There’s even a skills challenge you can go and try out, if you want to get your feet wet now.

What’s not to love?

Well, they’re a fair bit more involved to deploy and manage, and you need to put in a lot more thought during the initial phase to make sure your code is correctly composed or decomposed, that it doesn’t rely on local state and that it can execute within the published limits of Azure Functions.

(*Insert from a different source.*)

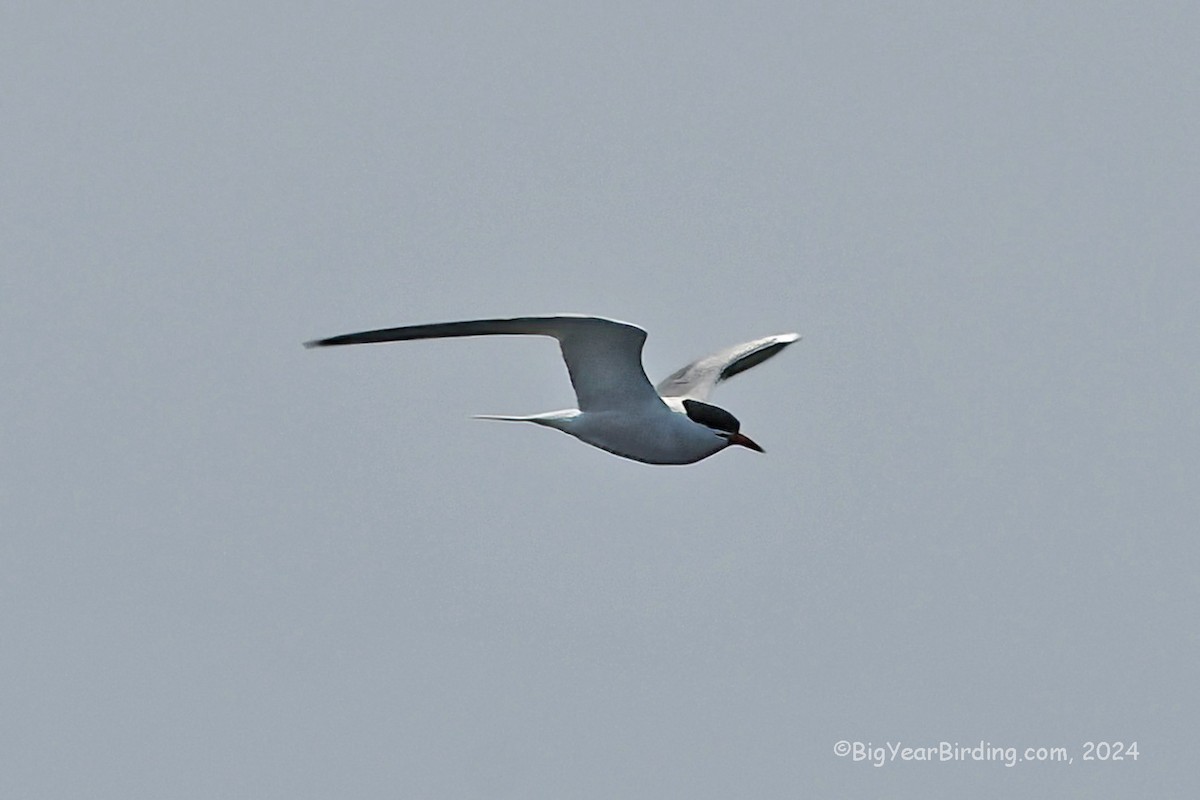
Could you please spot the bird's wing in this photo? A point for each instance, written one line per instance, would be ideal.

Each endpoint is a separate function, so you can’t just deploy a monolith as you can with PoSHServer and PowerShell.REST.API – which might be more work, and can be a bit of a departure in thinking, if you’re not already familiar with serverless frameworks.

Or it might not be.

If you get your deployment story right early on, you could be deploying from a merge or a single click in no time. I’m hoping to open source some Azure function deployment bits soon, so keep an eye on github.

Oh, and this time, SSL is there out of the box, if you’re happy using an Azure-provided DNS name. Setting up a custom name is also possible, obviously, but for simple APIs that are consumed by machines, is there really a need?


 

So, which option should you choose?

As ever, depends what you want to achieve. For my needs, PowerShell.REST.API won out over PoSHServer because of the robustness under load. Azure functions weren’t initially an option due to the rest of our environment being in AWS and nobody wanting to fragment things, but the world moves on and now Azure is an option again.

If I had my time over, Azure Functions would win straight away, though there’s no denying the usefulness of the other two options. Try them out.